Ways to keep post-divorce stress low during summer
Whether you're the custodial or noncustodial parent, it's never a bad idea to try to spend more time with your kids. This summer is different for them, too, and you may be able to help them adapt to their new lifestyle more easily if you make sure they have ample amounts of time with both their parents. The following list includes other ideas that may be useful as you navigate your first summer after divorce:
- You might feel a bit awkward, planning outings as a single parent when you're used to being a twosome with kids. Not only is it okay to go hiking, on a picnic, to your favorite amusement park or out to lunch, it may be just the ticket to lighten the mood and start building new, happy memories as a family.
- Most children thrive on structure and routine, especially following divorce.
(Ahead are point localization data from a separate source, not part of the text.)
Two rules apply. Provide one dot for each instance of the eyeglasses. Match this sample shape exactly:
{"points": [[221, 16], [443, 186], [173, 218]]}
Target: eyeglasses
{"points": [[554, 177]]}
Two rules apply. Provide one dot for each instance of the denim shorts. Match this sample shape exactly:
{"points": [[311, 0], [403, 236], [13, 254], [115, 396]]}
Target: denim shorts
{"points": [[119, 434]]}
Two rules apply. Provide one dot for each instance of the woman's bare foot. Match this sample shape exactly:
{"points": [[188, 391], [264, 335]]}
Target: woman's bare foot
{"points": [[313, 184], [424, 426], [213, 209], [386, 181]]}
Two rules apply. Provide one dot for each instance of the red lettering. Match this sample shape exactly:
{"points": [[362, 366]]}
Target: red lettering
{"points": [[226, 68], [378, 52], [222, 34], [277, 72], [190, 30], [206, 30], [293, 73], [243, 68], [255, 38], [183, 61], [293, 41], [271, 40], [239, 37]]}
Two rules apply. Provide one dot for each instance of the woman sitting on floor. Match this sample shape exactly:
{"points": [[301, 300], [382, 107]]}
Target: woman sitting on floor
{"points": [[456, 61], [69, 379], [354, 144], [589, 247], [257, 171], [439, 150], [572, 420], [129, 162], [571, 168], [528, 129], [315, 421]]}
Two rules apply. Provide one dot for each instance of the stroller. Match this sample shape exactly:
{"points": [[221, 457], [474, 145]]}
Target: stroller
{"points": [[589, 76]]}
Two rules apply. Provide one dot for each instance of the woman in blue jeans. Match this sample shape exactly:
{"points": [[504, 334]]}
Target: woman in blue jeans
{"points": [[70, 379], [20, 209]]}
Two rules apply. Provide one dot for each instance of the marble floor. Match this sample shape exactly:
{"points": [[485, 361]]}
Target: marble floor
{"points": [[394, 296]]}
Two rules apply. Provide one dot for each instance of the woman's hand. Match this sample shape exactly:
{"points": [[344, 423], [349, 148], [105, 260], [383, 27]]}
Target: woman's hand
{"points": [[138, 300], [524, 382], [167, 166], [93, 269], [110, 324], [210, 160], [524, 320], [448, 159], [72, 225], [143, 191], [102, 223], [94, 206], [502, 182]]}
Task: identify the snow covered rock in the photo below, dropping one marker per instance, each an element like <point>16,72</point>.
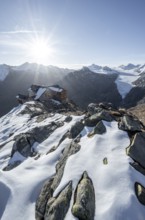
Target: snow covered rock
<point>64,169</point>
<point>84,201</point>
<point>130,123</point>
<point>137,148</point>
By keeping your kids engaged in the running of the household, such as chores or lawn maintenance, you provide a sense of normalcy and show that life goes on, even when major changes take place.
- Beyond structure, spontaneity may also help boost your kids' moods, especially if they're feeling a little down about not having both parents under one roof anymore. Surprise them by staying up late to watch movies with them one night or plan a special outing to a nearby lake.
- It's never a good idea to impede your children's ability to communicate with their other parent. It's normal to want some privacy and you definitely don't have to share every detail of how you and your kids spend your time together, but it's always best to allow them to keep open lines of communication with your ex.
- It's also good to touch base with your former spouse, so you're both aware of the other's summer plans with the kids. This is especially true if one of you plans to leave the state or travel abroad.
Your children will still want to see extended family members, even those on your former spouse's side of the family. If you and your ex are willing to cooperate and compromise for your kids' sake, there shouldn't be any reason you can't overcome minor obstacles that arise and have a pleasant, post-divorce summer.
What about the major obstacles?
You definitely wouldn't be the first Kentucky parent to need legal support regarding post-divorce, summer-time issues if a major problem arises. If your spouse refuses to adhere to a court order or is otherwise negatively affecting your parent/child relationships, it may be time to sail your parenting ship back to court so a judge can help you re-navigate your course.